No supe qué responderle. Me di cuenta de que yo tampoco había hecho nada por entenderla. Siempre la vi como una intrusa, pero nunca pensé en lo sola que debía sentirse ella también.
Esa noche soñé con mamá. Estaba sentada en la mesa del comedor, sirviendo arepas y riendo como antes. Me desperté llorando y entendí que tenía que dejar de buscarla en los demás para poder seguir adelante.
Poco a poco empecé a poner límites con Diego. Le dije que necesitaba espacio, que no podía seguir soportando sus celos ni su control. Se enfureció, me insultó y me dijo que nadie más me iba a querer como él. Pero por primera vez sentí fuerza en mis palabras: «Prefiero estar sola que vivir con miedo».
En casa las cosas tampoco fueron fáciles. Mi papá seguía distante, encerrado en su trabajo como contador y evitando cualquier conversación profunda. Julián empezó a salir más con sus amigos del barrio y yo temía que se metiera en problemas.
Un día encontré a Julián llorando en el patio trasero. Me contó que extrañaba a mamá y que sentía que papá ya no lo quería igual desde que Lucía llegó.
—No eres el único —le dije abrazándolo—. Pero tenemos que aprender a vivir con lo que tenemos ahora.
Decidí buscar ayuda psicológica en el centro comunitario del barrio. Al principio me costó abrirme, pero poco a poco fui entendiendo que mi dolor era válido y que tenía derecho a sentirlo sin culpa. Empecé a escribir cartas para mamá, contándole todo lo que me pasaba, aunque sabía que nunca las leería.

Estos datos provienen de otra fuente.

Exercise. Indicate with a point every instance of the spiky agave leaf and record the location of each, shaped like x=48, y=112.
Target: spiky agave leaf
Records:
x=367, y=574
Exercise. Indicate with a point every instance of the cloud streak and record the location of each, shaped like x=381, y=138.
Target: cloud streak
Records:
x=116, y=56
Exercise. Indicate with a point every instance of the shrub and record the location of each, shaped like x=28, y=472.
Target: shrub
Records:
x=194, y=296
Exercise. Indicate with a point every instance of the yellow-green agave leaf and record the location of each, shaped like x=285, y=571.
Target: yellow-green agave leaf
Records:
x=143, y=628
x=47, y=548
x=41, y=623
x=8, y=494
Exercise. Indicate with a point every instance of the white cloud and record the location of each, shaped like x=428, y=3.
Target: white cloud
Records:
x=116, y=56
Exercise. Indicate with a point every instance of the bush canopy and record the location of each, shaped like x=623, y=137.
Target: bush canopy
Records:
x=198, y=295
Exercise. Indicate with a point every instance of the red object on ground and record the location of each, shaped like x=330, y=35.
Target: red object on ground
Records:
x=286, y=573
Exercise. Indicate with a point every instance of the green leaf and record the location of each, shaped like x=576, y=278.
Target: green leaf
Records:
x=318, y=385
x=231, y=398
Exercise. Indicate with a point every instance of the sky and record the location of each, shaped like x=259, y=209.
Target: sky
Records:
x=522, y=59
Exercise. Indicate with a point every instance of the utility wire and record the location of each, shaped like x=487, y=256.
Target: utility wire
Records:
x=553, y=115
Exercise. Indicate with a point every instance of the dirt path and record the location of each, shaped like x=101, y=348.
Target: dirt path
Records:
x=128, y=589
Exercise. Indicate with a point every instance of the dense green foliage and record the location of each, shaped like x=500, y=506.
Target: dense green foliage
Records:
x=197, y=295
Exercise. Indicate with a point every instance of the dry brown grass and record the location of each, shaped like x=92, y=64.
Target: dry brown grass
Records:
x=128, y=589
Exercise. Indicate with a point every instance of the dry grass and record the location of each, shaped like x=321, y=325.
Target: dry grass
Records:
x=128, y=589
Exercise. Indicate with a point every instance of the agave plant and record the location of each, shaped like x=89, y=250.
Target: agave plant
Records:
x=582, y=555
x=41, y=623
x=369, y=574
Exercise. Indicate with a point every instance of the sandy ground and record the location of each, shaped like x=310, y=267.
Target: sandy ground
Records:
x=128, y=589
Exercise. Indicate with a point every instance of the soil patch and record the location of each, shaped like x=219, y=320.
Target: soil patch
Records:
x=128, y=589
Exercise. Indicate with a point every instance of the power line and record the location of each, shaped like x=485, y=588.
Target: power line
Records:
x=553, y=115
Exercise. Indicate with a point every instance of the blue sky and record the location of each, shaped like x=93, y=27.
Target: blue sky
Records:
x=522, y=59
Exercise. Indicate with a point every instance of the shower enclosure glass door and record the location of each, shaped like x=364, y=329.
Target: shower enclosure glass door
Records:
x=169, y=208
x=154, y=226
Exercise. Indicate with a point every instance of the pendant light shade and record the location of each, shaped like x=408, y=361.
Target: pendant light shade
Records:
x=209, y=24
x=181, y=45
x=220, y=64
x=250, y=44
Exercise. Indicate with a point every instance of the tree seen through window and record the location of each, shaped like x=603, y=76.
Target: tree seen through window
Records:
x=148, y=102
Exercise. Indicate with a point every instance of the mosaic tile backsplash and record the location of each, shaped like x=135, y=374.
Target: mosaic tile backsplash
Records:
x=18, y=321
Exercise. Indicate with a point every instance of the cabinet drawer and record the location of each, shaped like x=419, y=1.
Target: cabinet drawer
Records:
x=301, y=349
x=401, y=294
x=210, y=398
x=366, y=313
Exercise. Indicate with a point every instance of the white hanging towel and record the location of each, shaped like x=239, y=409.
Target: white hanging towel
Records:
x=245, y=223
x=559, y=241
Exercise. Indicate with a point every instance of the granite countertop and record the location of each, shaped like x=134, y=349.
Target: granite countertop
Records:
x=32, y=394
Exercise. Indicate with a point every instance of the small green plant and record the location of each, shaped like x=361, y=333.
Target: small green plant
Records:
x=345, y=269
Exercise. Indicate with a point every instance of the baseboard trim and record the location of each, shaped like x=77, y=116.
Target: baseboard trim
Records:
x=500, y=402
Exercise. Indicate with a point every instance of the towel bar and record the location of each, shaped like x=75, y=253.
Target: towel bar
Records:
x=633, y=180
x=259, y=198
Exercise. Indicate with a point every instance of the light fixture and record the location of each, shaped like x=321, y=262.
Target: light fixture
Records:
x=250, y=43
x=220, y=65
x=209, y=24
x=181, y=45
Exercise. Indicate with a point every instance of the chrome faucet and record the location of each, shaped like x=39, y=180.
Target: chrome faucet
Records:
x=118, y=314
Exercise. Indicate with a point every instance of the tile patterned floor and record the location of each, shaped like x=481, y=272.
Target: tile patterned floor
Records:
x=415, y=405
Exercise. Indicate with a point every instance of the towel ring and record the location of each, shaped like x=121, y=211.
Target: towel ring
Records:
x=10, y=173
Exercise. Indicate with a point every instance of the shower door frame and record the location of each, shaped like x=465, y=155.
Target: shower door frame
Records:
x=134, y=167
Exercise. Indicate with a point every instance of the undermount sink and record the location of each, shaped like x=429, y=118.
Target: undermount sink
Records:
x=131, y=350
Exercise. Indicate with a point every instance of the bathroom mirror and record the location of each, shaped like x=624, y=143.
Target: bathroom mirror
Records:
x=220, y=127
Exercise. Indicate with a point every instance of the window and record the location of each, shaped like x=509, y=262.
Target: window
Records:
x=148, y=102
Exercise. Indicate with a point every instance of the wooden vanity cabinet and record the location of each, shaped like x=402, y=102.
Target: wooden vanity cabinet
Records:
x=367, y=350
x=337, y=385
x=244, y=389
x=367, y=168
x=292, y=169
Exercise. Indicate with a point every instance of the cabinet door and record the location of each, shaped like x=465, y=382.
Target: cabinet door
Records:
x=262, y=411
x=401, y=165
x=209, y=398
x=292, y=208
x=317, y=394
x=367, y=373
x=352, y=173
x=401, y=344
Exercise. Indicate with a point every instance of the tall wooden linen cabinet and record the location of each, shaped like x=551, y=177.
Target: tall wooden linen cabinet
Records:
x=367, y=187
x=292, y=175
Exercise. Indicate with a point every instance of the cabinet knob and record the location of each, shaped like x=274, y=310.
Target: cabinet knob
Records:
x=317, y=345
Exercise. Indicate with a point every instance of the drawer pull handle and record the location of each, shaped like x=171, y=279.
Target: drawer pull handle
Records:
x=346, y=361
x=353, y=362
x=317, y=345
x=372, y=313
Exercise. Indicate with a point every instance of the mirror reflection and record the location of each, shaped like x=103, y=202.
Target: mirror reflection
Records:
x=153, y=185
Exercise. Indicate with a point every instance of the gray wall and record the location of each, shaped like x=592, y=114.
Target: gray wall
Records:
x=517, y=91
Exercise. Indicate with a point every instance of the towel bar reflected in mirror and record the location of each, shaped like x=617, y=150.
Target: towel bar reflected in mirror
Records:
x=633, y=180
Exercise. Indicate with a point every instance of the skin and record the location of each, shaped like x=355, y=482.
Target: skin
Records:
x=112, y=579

Con el tiempo, Lucía y yo encontramos pequeños espacios para convivir sin tanta tensión: cocinar juntas los domingos, ver novelas mexicanas por las tardes o simplemente compartir un café sin hablar mucho. No éramos amigas, pero al menos ya no éramos enemigas.
Mi papá tardó más en acercarse. Una noche llegó tarde del trabajo y me encontró leyendo en la sala.
—Perdón por todo —me dijo sin mirarme—. No supe cómo manejar esto… tu mamá era mi vida.
Lloramos juntos por primera vez desde el funeral. Sentí que algo se rompía y se reconstruía al mismo tiempo dentro de mí.
Hoy sigo buscando mi propia felicidad, pero ya no la persigo en los demás ni en relaciones vacías. Aprendí a estar sola sin sentirme abandonada y a valorar los pequeños momentos de paz.
A veces me pregunto si algún día podré volver a sentirme completa o si siempre llevaré este vacío conmigo. ¿Cuántos de ustedes han sentido lo mismo? ¿Cómo han encontrado su propio camino después de perderlo todo?